The Kenya Bankers Association proposed offering at least 300 million shares to ordinary Kenyan citizens rather than transferring the entirety of the 15 percent to Vodacom. None of these proposals were incorporated in the final committee recommendation.

WHAT PARLIAMENT APPROVED IS NOT NECESSARILY WHAT WILL HAPPEN

The committee’s report has been tabled and debated. The full National Assembly must still vote to adopt it. At least three constitutional petitions continue before the High Court. COMESA has granted approval, but approvals from the Capital Markets Authority, the Communications Authority, the Central Bank of Kenya and the East African Community Competition Authority remain pending in various stages.

The parliamentary clock that ticked from the December 2025 announcement expires on or around March 26, 2026, after which the sessional paper takes effect automatically if no parliamentary action has been taken.

The committees, by tabling their report, have reset that dynamic, but the final vote on the House floor will be a reckoning for government loyalists who must explain to their constituents why Kenya’s most profitable listed company was handed to a foreign majority owner at a price that the country’s own accountancy body, its bankers’ association, and a former chair of the Budget and Appropriations Committee all described as inadequate.

The government’s fiscal predicament is real. With Sh12 trillion in public debt, interest payments consuming Sh1.097 trillion of a Sh3.321 trillion revenue projection, and only Sh29.8 billion available for development expenditure in the current fiscal year, the Ruto administration is not wrong to pursue asset monetisation.

The question is not whether to sell, but at what price, to whom, through what process, and with what binding protections. On each of those four questions, the parliamentary record suggests the government either did not ask, did not disclose, or did not negotiate hard enough.

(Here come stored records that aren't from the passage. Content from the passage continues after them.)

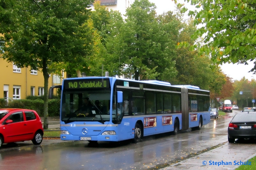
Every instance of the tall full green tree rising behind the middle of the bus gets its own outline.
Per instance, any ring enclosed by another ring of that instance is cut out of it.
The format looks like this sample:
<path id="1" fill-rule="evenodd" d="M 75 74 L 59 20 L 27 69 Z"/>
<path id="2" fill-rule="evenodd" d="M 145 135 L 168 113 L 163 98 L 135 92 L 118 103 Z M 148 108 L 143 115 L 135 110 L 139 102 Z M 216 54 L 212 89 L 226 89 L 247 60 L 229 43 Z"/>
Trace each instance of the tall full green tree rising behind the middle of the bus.
<path id="1" fill-rule="evenodd" d="M 163 80 L 176 74 L 168 49 L 174 49 L 174 45 L 170 45 L 167 32 L 161 29 L 155 9 L 148 0 L 135 0 L 126 10 L 125 21 L 114 13 L 106 44 L 108 62 L 116 63 L 109 68 L 110 74 L 132 73 L 136 80 Z"/>

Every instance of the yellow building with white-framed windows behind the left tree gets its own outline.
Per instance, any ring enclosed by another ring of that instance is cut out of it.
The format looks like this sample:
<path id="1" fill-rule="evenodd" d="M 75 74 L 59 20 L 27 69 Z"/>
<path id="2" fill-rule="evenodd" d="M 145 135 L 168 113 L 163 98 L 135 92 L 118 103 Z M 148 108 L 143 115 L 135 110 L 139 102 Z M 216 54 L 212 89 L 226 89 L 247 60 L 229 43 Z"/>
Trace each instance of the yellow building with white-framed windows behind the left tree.
<path id="1" fill-rule="evenodd" d="M 0 98 L 26 99 L 27 96 L 44 95 L 43 73 L 30 68 L 18 68 L 13 63 L 8 63 L 0 55 Z M 50 75 L 48 89 L 53 85 L 60 85 L 66 77 L 65 72 L 61 76 Z M 56 94 L 57 91 L 54 92 Z"/>

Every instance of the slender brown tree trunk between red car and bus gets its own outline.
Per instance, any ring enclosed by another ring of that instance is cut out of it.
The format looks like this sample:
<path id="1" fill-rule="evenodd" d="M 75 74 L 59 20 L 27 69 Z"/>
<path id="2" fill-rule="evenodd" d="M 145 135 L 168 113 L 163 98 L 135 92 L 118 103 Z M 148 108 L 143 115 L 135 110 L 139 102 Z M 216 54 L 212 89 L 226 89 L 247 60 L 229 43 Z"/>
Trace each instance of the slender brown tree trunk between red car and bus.
<path id="1" fill-rule="evenodd" d="M 44 129 L 48 129 L 48 81 L 49 74 L 47 70 L 46 59 L 43 59 L 44 74 Z"/>

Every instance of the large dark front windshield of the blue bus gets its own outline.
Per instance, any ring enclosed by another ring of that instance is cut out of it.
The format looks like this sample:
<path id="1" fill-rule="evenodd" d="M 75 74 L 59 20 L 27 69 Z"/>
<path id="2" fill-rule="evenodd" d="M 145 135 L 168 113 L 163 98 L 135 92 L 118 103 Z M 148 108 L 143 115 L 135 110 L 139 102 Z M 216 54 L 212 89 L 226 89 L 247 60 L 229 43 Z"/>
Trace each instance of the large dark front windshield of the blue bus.
<path id="1" fill-rule="evenodd" d="M 63 91 L 61 121 L 99 121 L 110 120 L 110 89 L 90 89 L 83 91 Z"/>

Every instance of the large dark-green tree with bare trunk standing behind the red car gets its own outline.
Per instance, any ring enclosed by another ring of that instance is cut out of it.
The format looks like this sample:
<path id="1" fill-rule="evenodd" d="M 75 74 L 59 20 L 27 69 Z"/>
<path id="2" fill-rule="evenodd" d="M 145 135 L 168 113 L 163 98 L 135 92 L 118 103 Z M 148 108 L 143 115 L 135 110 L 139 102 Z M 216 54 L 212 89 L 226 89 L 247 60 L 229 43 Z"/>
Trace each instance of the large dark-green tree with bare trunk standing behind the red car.
<path id="1" fill-rule="evenodd" d="M 44 129 L 48 128 L 48 78 L 55 63 L 84 63 L 92 50 L 86 20 L 91 0 L 0 1 L 1 53 L 17 66 L 44 75 Z"/>

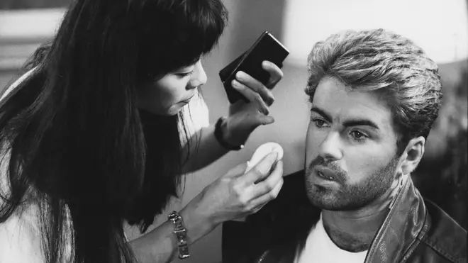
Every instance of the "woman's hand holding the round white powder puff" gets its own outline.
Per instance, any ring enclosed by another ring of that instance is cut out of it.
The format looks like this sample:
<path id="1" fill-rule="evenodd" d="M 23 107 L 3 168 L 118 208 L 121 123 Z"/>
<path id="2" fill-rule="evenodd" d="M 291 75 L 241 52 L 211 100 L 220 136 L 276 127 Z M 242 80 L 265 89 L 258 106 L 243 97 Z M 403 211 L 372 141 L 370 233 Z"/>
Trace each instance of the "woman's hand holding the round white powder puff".
<path id="1" fill-rule="evenodd" d="M 272 152 L 245 173 L 247 164 L 230 169 L 206 186 L 182 211 L 187 230 L 208 233 L 227 220 L 243 218 L 260 210 L 279 194 L 283 185 L 283 162 Z M 191 226 L 190 226 L 191 225 Z"/>

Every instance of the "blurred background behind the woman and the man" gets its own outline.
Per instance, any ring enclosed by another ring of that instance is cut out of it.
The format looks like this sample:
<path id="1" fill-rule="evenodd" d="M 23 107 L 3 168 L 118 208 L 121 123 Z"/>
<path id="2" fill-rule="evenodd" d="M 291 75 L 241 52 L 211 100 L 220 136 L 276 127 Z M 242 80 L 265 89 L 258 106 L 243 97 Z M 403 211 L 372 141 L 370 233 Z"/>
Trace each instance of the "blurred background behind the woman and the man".
<path id="1" fill-rule="evenodd" d="M 0 89 L 18 77 L 18 69 L 41 43 L 53 38 L 72 0 L 0 0 Z M 444 101 L 430 133 L 423 162 L 412 175 L 426 198 L 467 228 L 467 0 L 224 0 L 229 24 L 221 41 L 204 58 L 208 83 L 203 88 L 210 121 L 228 113 L 219 69 L 268 30 L 291 50 L 284 79 L 274 89 L 271 114 L 276 122 L 252 133 L 244 150 L 231 152 L 186 176 L 181 197 L 167 211 L 179 210 L 214 179 L 250 159 L 263 142 L 284 147 L 284 172 L 303 169 L 308 105 L 303 93 L 306 59 L 314 43 L 345 29 L 386 28 L 414 40 L 438 63 Z M 155 225 L 166 220 L 167 212 Z M 129 228 L 130 237 L 138 236 Z M 221 226 L 191 248 L 184 262 L 220 262 Z"/>

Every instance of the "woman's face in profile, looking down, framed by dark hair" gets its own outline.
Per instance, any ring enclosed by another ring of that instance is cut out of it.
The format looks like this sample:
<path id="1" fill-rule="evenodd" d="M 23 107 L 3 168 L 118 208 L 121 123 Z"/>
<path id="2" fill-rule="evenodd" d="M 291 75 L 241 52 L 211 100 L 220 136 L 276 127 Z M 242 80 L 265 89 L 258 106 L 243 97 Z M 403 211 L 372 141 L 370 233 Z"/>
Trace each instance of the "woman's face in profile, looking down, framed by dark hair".
<path id="1" fill-rule="evenodd" d="M 194 65 L 182 67 L 138 87 L 138 107 L 158 115 L 175 115 L 205 83 L 206 74 L 199 60 Z"/>

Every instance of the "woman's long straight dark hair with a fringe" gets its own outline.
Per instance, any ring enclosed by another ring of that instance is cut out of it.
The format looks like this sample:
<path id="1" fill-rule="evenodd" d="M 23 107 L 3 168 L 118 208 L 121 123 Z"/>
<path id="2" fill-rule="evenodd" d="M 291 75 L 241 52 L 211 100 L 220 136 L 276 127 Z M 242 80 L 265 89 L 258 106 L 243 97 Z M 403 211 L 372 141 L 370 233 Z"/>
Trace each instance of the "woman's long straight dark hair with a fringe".
<path id="1" fill-rule="evenodd" d="M 144 232 L 177 195 L 183 162 L 182 120 L 138 109 L 135 89 L 196 62 L 226 20 L 217 0 L 74 1 L 0 103 L 11 156 L 0 223 L 37 202 L 47 262 L 67 257 L 67 238 L 72 262 L 133 262 L 123 221 Z"/>

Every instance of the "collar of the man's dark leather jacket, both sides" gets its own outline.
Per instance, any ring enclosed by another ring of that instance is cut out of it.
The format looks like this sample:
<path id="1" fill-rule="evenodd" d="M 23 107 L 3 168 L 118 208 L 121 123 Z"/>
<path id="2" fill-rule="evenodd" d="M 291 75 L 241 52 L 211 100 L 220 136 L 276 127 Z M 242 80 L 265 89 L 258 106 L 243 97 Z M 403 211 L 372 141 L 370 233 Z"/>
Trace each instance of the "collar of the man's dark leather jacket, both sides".
<path id="1" fill-rule="evenodd" d="M 263 253 L 257 262 L 294 262 L 294 257 L 305 245 L 308 230 L 315 225 L 318 216 L 308 219 L 311 223 L 299 228 L 301 233 L 296 233 L 296 239 Z M 364 262 L 401 262 L 401 259 L 416 247 L 429 226 L 430 218 L 423 197 L 414 186 L 411 177 L 408 177 L 372 240 Z"/>

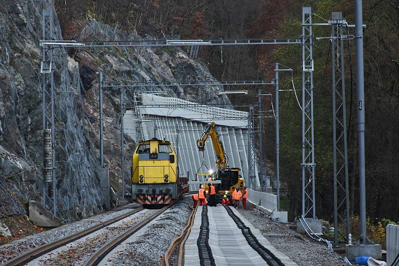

The joint committee’s demands for renegotiation, its extension of worker protections, its insistence on formalising safeguards in the contract rather than the sessional paper, and its directive to clarify the dividend entitlement before closing are not routine legislative adjustments.

They are a parliamentary acknowledgment that the deal, as signed, was incomplete, opaque in key financial particulars, and structured more in the buyer’s interest than in the seller’s.

Vodacom, for its part, is acquiring majority control of a business that generated Sh42.7 billion in net profit in a single half-year, that commands 91 percent of the mobile money market in one of Africa’s fastest-growing digital economies, and that is positioned at the intersection of telecommunications, financial services and national data infrastructure, all at a price that its own funding structure suggests it will recover in full within two years from dividends alone.

Whether Parliament’s conditions survive the negotiating table, and whether the High Court will allow the transaction to close without first hearing the constitutional questions it raises, are questions that will define not just Safaricom’s ownership structure but the precedent Kenya sets for how a sovereign state ought to sell its most consequential assets.

The answer, at this stage of an unfinished process, is that the price of getting it wrong will compound, year after year, in the dividends that flow south.